X-ray microanalysis of cultured alveolar macrophages with phospholipidosis.

Lee P, Kirk RG, Reasor MJ.

Department of Physiology, West Virginia University Health Sciences Center, Morgantown 26506.

When administered to humans and animals, the iodine-containing drug amiodarone can cause pulmonary toxicity. As part of the pulmonary response to amiodarone, the drug and its principal metabolite, desethylamiodarone, accumulate in alveolar macrophages. Little is known about the susceptibility of lungs with preexisting damage to amiodarone administration. A number of chemicals can cause pulmonary phospholipidosis in humans and animals. To study the effect of a preexisting phospholipidosis on the intracellular accumulation of amiodarone and desethylamiodarone, rats were treated with chlorphentermine to induce a phospholipidosis in alveolar macrophages. The cells were recovered from the lungs by pulmonary lavage and placed in cell culture.
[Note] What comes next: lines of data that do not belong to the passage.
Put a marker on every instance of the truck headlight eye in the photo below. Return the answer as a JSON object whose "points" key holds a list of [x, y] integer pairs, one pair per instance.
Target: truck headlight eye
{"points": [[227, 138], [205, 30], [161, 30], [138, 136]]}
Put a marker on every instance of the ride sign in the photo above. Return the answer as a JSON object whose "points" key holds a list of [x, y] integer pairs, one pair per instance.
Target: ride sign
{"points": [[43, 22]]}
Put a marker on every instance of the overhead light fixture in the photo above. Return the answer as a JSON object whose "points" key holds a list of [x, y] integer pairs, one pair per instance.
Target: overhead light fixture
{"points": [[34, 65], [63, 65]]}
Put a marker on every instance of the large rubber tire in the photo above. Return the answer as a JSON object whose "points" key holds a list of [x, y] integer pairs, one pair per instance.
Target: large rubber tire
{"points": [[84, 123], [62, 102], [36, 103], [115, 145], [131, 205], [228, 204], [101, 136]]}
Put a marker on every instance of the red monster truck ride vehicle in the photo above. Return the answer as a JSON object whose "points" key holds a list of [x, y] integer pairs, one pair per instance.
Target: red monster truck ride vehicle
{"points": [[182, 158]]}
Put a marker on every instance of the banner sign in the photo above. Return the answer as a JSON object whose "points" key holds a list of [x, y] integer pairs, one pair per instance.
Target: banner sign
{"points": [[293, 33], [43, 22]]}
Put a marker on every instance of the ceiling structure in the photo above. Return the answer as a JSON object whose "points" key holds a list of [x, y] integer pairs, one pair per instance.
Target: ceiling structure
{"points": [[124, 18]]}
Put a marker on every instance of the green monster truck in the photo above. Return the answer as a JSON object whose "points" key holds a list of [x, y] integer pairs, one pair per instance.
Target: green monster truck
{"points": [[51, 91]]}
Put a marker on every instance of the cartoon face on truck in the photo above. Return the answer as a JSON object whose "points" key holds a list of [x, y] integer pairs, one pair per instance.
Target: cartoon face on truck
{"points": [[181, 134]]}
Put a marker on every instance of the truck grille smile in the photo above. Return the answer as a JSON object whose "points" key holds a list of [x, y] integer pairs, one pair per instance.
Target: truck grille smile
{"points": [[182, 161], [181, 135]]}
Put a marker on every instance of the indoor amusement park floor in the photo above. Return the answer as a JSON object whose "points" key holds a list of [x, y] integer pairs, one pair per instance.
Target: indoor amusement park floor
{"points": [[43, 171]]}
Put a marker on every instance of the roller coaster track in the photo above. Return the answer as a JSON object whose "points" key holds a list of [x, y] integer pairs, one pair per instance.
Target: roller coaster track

They were then exposed to the same concentration of either amiodarone or desethylamiodarone. The intracellular distribution of each drug was quantified by measuring the associated iodine signal using X-ray microanalysis of freeze-dried cryosections of cells. Both drugs accumulated in lipid-rich amorphous bodies which correspond to lysosomally derived lamellar structures observed in conventional plastic sections. The level of desethylamiodarone exceeded that of amiodarone in the amorphous bodies. With both drugs, a higher concentration of iodine was present at the outer edges of the amorphous bodies compared to that in the center core. This suggests that the drugs are unable to freely penetrate the performed structures. By monitoring the concentrations of sodium and potassium ions within the nucleus, it was determined that chlorphentermine treatment disrupted the ionic distribution in the cells. Exposure to amiodarone, but not desethylamiodarone, resulted in further changes in sodium and potassium levels.(ABSTRACT TRUNCATED AT 250 WORDS)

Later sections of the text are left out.